I pulled on my bra and panties, dropped my coat, and jumped up on the kitchen counter.  With my legs stretched out over the sink, I quickly finished the left and had just lathered shaving cream on the right, when Ethan walked in. 

He didn’t say a word to me.  He just poured himself more coffee, then turned around and stared.

“Would you mind,” I finally said.  “I’m shaving here.”

“I can see that,” he replied.    

I don’t wear flimsy, lacy underwear, so there’s nothing you can see of me in my bra and panties that you can’t see at the beach, but I still didn’t like being openly stared at.  “Haven’t you ever seen a woman shave her legs before?”

“Not in the kitchen sink, no.”

“I ran out of hot water in the shower,” I said, as I turned on the faucet to rinse my razor.  “At least in here I’m out of the wind.”

He nodded and took a sip of from his mug.

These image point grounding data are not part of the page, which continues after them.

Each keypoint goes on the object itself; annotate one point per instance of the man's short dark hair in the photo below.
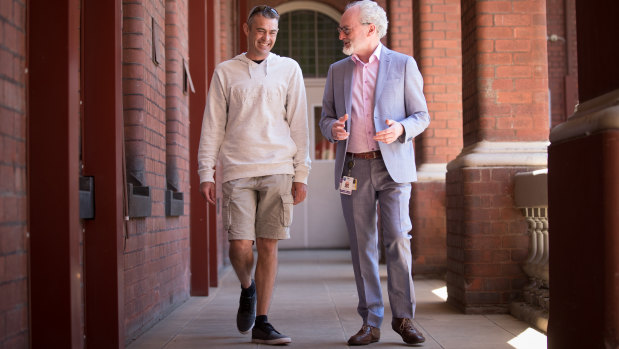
(264, 10)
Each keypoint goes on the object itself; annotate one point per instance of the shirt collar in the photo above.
(375, 55)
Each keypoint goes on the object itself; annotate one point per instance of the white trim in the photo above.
(432, 172)
(502, 154)
(596, 115)
(309, 5)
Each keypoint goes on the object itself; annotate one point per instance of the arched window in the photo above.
(311, 38)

I waited a few seconds, hoping he would leave on his own, yet he didn’t appear to be in any rush.  “Don’t you have better things to do than stand here watching me shave?”

He pursed his lips together as if considering it, then shook his head.  “You can’t download porn on a satellite connection so I have to take what I can get.”

I briefly considered threatening him, but since my pink daisy shaver wasn’t exactly menacing, I decided my best option was to try to ignore him, and maybe he’d go away on his own.  After all, watching someone shave their legs isn’t exactly titillating.  “Suit yourself,” I said, and returned to the task at hand.     

I’d just rounded my right knee when I nicked myself in the same spot I always do.  As always, the blood started gushing immediately.  I searched the counter for something to stop the bleeding, when Ethan ripped a paper towel off the spindle behind him and handed it to me.

“Thanks,” I said, as I tore off a corner and stuck it to my skin.  The white paper instantly turned red, and the blood trickled out from underneath, then the stream hit the shaving cream and the whole blob turned pink.


“You need to put pressure on it.”

“What are you, a doctor?”


I wasn’t sure being a zoology professor counted, but I wasn’t going to argue the point.  “Yeah, but you work with animals, not people.”

“We all bleed the same,” he said, as he grabbed the rest of the paper towel, folded it into a thick square, and stuck it onto my wound.  He held it in place with his thumb and let his fingers graze the back of my knee. 

I leaned back on my elbows in an effort to put some distance between us.  He was definitely invading my personal space again.  But this time my response was much worse than a panic attack.